Social media offers a chance to redress the balance. It breaks down the traditional provider / customer barriers and enables a dialogue on equal footing – the perfect way for FSPs to show customers they’re on their level. Branded communications shouldn’t all be about talking down to the customer through advertising – talking with the customer is important too.

Mass Market Appeal

Many FSPs are mass market by nature – meaning it can be difficult to appeal equally to all relevant demographics. The opportunity provided by social media to have individual conversations with customers means that more flexible branding is possible – brand identity isn’t rooted in the branch experience, or in a quarterly ad campaign, but is flexible to the needs of the consumer.

This approach isn’t just effective on an individual basis either; crucially all these conversations happen in the public eye, meaning that new and existing customers can bear witness to the fact that a “tailored customer approach” isn’t just a marketing gimmick – even if they’re not the ones being communicated with directly.

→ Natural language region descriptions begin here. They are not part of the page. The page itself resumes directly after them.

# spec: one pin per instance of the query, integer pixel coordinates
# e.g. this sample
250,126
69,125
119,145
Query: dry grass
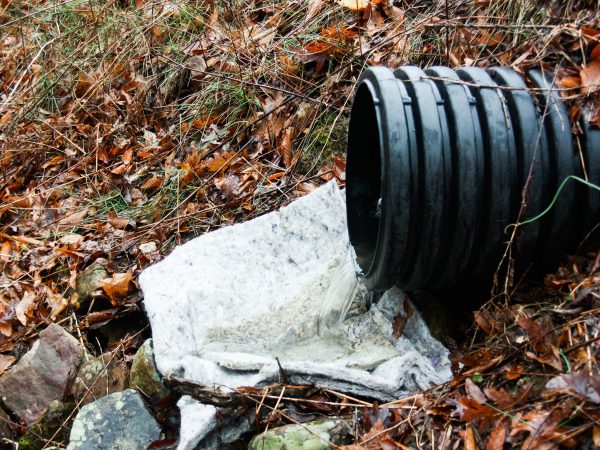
128,122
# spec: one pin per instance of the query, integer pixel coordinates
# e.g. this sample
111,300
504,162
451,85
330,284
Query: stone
42,375
318,435
99,377
117,421
242,305
53,426
144,376
89,282
6,431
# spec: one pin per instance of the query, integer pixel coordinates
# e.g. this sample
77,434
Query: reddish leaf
468,410
497,437
590,77
474,392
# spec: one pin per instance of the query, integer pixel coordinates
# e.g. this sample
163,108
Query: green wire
560,188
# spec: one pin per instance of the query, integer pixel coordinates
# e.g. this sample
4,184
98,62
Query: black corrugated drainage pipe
436,168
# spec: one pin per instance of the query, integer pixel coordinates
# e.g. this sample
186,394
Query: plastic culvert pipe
441,161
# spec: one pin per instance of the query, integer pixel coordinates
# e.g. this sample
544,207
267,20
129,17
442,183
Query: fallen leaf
497,437
73,219
590,77
56,302
469,410
5,362
25,307
117,222
469,438
584,385
71,239
474,392
502,398
354,5
596,436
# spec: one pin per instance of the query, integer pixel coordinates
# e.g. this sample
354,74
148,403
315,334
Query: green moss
326,138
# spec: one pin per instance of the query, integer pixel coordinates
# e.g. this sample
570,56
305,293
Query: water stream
345,290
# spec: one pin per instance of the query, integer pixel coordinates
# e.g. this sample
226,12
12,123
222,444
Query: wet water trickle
345,289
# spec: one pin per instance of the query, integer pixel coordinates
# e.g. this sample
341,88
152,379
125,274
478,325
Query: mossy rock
319,435
54,425
89,282
144,376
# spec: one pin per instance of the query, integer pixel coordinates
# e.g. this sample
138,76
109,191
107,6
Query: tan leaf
354,5
56,302
474,392
590,77
5,362
71,239
285,146
5,118
5,250
6,328
117,286
596,436
152,183
25,307
117,222
469,437
314,6
73,219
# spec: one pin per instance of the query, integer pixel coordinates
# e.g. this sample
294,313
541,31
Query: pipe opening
363,188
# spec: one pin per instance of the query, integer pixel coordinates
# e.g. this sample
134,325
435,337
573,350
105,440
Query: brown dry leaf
229,184
314,6
354,5
590,77
285,146
219,162
5,118
513,371
25,307
468,410
474,392
117,286
5,362
570,82
73,219
484,322
71,239
596,436
56,302
469,438
497,437
5,250
584,385
500,396
117,222
152,183
6,328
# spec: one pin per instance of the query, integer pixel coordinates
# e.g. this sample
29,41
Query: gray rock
99,377
53,426
42,375
144,377
89,282
5,429
319,435
119,421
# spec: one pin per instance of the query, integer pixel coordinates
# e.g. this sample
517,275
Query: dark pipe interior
363,189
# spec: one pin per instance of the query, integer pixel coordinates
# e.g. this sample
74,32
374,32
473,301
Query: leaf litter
127,128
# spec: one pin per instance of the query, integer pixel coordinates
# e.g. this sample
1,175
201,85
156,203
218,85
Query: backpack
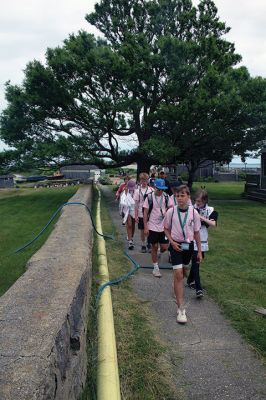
150,201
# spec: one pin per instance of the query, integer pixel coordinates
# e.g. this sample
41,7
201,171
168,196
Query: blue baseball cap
160,184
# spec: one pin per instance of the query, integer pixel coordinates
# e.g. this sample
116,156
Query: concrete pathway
216,363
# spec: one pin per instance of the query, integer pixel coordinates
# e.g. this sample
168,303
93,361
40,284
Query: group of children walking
169,222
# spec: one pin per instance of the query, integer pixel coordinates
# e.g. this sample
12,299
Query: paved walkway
216,363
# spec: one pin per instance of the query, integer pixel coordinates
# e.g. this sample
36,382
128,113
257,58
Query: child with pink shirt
181,226
154,209
139,196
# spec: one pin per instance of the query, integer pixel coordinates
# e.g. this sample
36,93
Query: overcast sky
28,27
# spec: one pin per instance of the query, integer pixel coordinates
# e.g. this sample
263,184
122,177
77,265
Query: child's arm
211,221
145,221
198,242
176,246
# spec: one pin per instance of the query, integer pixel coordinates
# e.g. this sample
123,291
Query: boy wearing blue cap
154,210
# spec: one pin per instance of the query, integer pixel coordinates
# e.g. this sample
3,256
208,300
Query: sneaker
143,249
191,285
199,294
181,317
156,272
130,245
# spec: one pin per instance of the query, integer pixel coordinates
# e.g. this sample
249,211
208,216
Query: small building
82,172
6,181
255,188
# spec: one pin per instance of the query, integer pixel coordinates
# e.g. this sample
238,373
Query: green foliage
24,213
163,80
237,280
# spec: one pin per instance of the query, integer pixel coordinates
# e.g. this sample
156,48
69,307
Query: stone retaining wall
43,315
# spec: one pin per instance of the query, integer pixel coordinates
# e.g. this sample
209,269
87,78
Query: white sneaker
156,272
181,317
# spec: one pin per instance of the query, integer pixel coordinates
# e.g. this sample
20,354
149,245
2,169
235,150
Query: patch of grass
222,190
145,371
23,214
234,271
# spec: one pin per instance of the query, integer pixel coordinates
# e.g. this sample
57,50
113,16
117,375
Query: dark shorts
141,224
157,237
183,257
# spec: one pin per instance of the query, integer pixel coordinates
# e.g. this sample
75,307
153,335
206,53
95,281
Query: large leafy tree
160,87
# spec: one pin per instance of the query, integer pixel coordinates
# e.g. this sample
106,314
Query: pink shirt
193,224
172,201
156,218
139,198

Other options are available

The rise in FinTech startups shifts the balance in another way too. In the past, the financial sector could reasonably assume continued usage because of a lack of convenient alternatives. But an increase in alternative financing options means traditional FSPs can’t rest easily on their laurels.

Disruptive new services are keen to define themselves in opposition to old-fashioned and opaque seeming incumbents, meaning it’s a dangerous thing to live up to stereotype. A social media strategy is part of showing customers that FSPs are moving with the times.

Taking a risk and doing something different can pay off – as in the case of ASB Bank in New Zealand, who in 2013 launched their Like Loan Facebook competition in an effort to generate leads for home loans. Users entered the competition by liking the ASB loan rate featured on Facebook – and as more likes were received, the loan rate dropped. Once a week, one entrant won the loan rate featured at the time of the draw.

Overall, the campaign generated over 21,000 entries and around 18,000 leads – the majority of which were non-existing customers. These resulted in 229 conversions to home loans - approximately $4.5m in revenue, according to ASB.

This is a great example of generating mass-market engagement through social media – and one which proves that the benefits offered by social media aren’t always intangible.

An effective social media strategy is, arguably, essential. However, it isn’t the answer to everything. It’s the external face of how great with customers your company is, but not a replacement for being great with customers on other fronts. For example, a recent study found that UK 18-34 year olds aren’t always militantly pro-social media: in general, they’d rather talk to an insurance service provider by email, phone or face-to-face rather than through social media.

Dr Paul Redmond, who advised the study, said: “While maybe surprising to insurers, these results confirm much of what we’re discovering about millennials and the way that they behave. They don’t see themselves as digitally savvy because for them digital and social tools are a given, and it’s clear that a strong bias exists for wanting to deal with actual people.”

In other words, social media can be an effective tool to gain back customer trust, appeal to diverse customer bases and mitigate against unflattering comparisons to alternative financing services – but customers (rightly) expect great customer service on every front now, whether that’s via email, phone or app, in branch or on social media. An effective customer service approach needs to incorporate social media alongside all these other things – and is still a great way to differentiate, especially for larger traditional FSPs who can still exploit their reach in a way that many start-ups can’t.